Julio Bañuelos

Personal information
- Full name: Julio Bañuelos Sáez
- Date of birth: 7 December 1970 (age 55)
- Place of birth: Miranda de Ebro, Spain
- Height: 1.83 m (6 ft 0 in)
- Position: Defender

Youth career
- Real Madrid

Senior career*
- Years: Team / Apps / (Gls)
- 1988–1990: Mirandés / 57 / (6)
- 1990–1993: Zaragoza B / 87 / (3)
- 1993–1994: Maspalomas / 21 / (1)
- 1994–1995: Badalona
- 1995–2001: Balaguer

Managerial career
- 2001–2002: Lleida (youth)
- 2002–2005: Alavés (youth)
- 2005–2006: Alavés B
- 2006: Alavés
- 2008: Alavés
- 2008–2010: Mirandés
- 2011: Burgos
- 2013: Olot
- 2014–2016: AEK Larnaca (assistant)
- 2016–2017: APOEL (assistant)
- 2017–2018: Leeds United (assistant)
- 2018–2019: Indonesia (assistant)
- 2019: Persija Jakarta

= Julio Bañuelos =

Spanish footballer and manager

Julio Bañuelos (born 7 December 1970) is a Spanish retired footballer who played as a defender,
He has managed clubs including Alavés and Burgos. He was a graduate of the Barcelona academy. He was head coach at Persebaya Surabaya and an assistant coach at Leeds United. He is now Director of Coaching and Coach of the 2008 first team at Brooklyn United academy as well as several other teams at the club.

==Club career==
Born in Miranda de Ebro, Burgos, Castile and León, Bañuelos was a Real Madrid youth graduate. He subsequently represented CD Mirandés, Real Zaragoza B, CD Maspalomas, CF Badalona and CF Balaguer, never playing in a higher level than the Segunda División B.

==Coaching career==
After his retirement Bañuelos was appointed manager at UE Lleida's youth setup. On 25 April 2001 he moved to Deportivo Alavés, also in charge of the youth sides.

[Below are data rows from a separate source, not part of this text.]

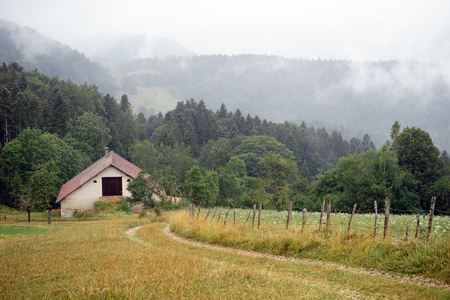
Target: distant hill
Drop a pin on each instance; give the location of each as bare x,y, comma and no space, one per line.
117,46
352,97
33,50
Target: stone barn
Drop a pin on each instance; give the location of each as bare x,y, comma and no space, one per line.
107,177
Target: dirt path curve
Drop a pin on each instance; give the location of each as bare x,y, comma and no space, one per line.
418,280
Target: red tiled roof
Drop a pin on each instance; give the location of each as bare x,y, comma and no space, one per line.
110,159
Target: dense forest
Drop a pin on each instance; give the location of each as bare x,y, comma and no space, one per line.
352,97
32,51
51,129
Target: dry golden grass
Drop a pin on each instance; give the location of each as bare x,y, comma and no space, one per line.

On 5 June 2006, after a spell at the latter's reserve team, Bañuelos was appointed at the helm of the main squad in Segunda División. On 6 September, however, he was relieved from his duties after only two league matches in charge, due to "personal reasons". He was reappointed as the Manager of Alavés in 2008.

In August 2008 Bañuelos was named CD Mirandés manager. He had a successful spell and gained Promotion, after bringing the club back to Segunda División B at first attempt, he left the club in 2010.

On 6 April 2011 Bañuelos was appointed at Burgos CF, and after bringing the club back to the third level, was sacked on 4 October. On 15 January 2013 he joined UE Olot, being relieved from his duties on 10 June.

On 23 May 2014 Bañuelos moved abroad for the first time in his career, being named Thomas Christiansen's assistant at AEK Larnaca F.C. His time at the club saw AEK finish 2nd during the 2014/15 and 2015/16 seasons. Two years later, he followed Christiansen to Cypriot First Division champions APOEL FC. Where he won the Cypriot First Division in his first season, as well as reaching the Cypriot Cup Final, where they finished runners up, the club also reached the Last 16 of the UEFA Europa League. On 27 May 2017, Bañuelos parted company with the club.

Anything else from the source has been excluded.